Toronto da sırasını savdı
50. yılını kutlayan Toronto Uluslararası Film Festivali de geride kaldı. Geçtiğimiz haftaki Altın Rapor’da festivaldeki ilk tepkilerden bahsetmiştim. Bu hafta da kısa bir özet geçmek gerekirse: Hedda beklenmedik şekilde övgü topladı. Amazon MGM’in After the Hunt yerine tüm yatırımını bu filme kaydırması mantıklı olabilir, zira Tessa Thompson ve Nina Hoss sezonun güçlü yarışçıları arasında görünüyor. Derek Cianfrance’ın uzun bir sessizliğin ardından gelen yeni filmi Roofman de olumlu karşılandı. Fakat Channing Tatum ya da Kirsten Dunst’ın performansları ödül sezonunda kendine yer açabilecek mi, şimdilik muamma.
Venedik’ten sonra Toronto’ya uğrayan The Smashing Machine ise öylesine ortalama yorumlar aldı ki, akılları karıştırdı. Toronto seyircisinin genel izleyiciye yakın profili düşünüldüğünde, burada verilen tepkileri daha mı çok dikkate almalıyız sorusu gündeme geliyor. Bunun tam tersine, Telluride çıkışlı Chloé Zhao’nun Hamnet’i Toronto’da da övgüye boğuldu. Üstelik bu başarıyla yetinmeyip, son 10 yılın 9’unda En İyi Film Oscar’ına aday çıkaran TIFF Seyirci Ödülü’nün de sahibi oldu. Zhao, bu ödülü iki kez kazanan ilk yönetmen unvanını aldı. Hem eleştirmenleri hem de geniş kitleyi aynı anda tavlayan bu sonuç, Hamnet’i yarışın ön saflarına taşımış oldu.

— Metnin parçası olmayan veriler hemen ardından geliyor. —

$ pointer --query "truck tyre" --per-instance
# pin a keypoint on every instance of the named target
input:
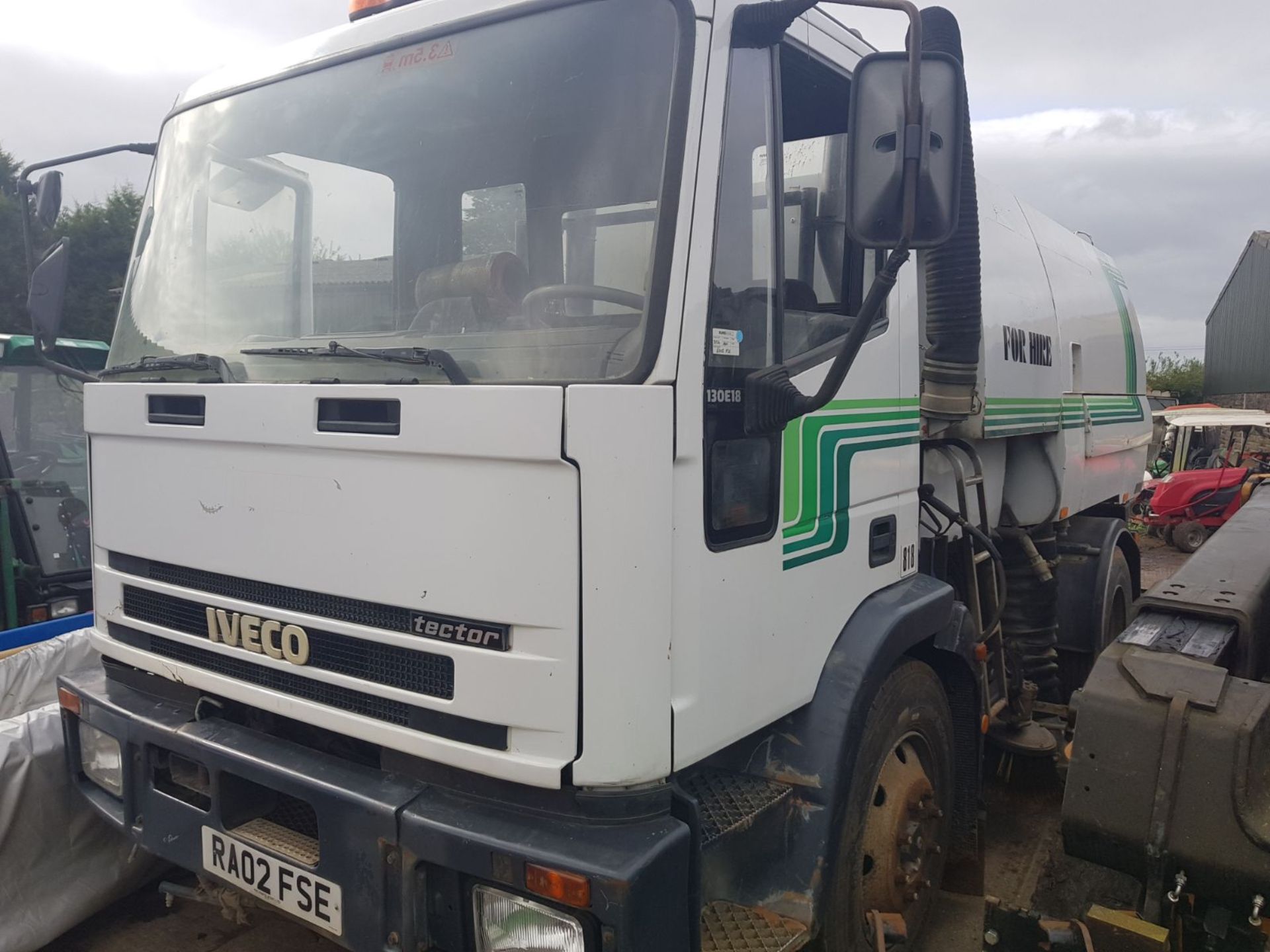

Bu yıl Seyirci Ödülü’nün kategorilere ayrılması da, halkın hangi filmleri kucakladığını görme fırsatı sundu. Hamnet’in yanına, sıralamada ikinci ve üçüncü gelen filmler de yarışın nabzını okumak için ipuçları veriyor. Örneğin, Frankenstein eleştirmenlerden karşılık bulamasa da izleyici oyu toplaması sayesinde Jacob Elordi’nin adını tahminlerde yükseltmek için gerekçe sağladı. Wake Up Dead Man’in üçüncülüğü şimdilik yorumlanması zor bir veri. Knives Out serisi her daim ilgi görüyor, malum. Uluslararası filmler tarafında ise It Was Just an Accident ilk üçe giremese de, Neon’un kalabalık kataloğundan No Other Choice’un Sentimental Value’yu sollaması Park Chan-wook’u yabana atmamamız gerektiğini öğretti. Öte yandan, festival boyunca şişirilen Rental Family ve Christy’nin izleyiciden destek görmemesi dikkat çekici. Halkın desteği olmadan bu filmlerin ilerlemesi zor görünüyor.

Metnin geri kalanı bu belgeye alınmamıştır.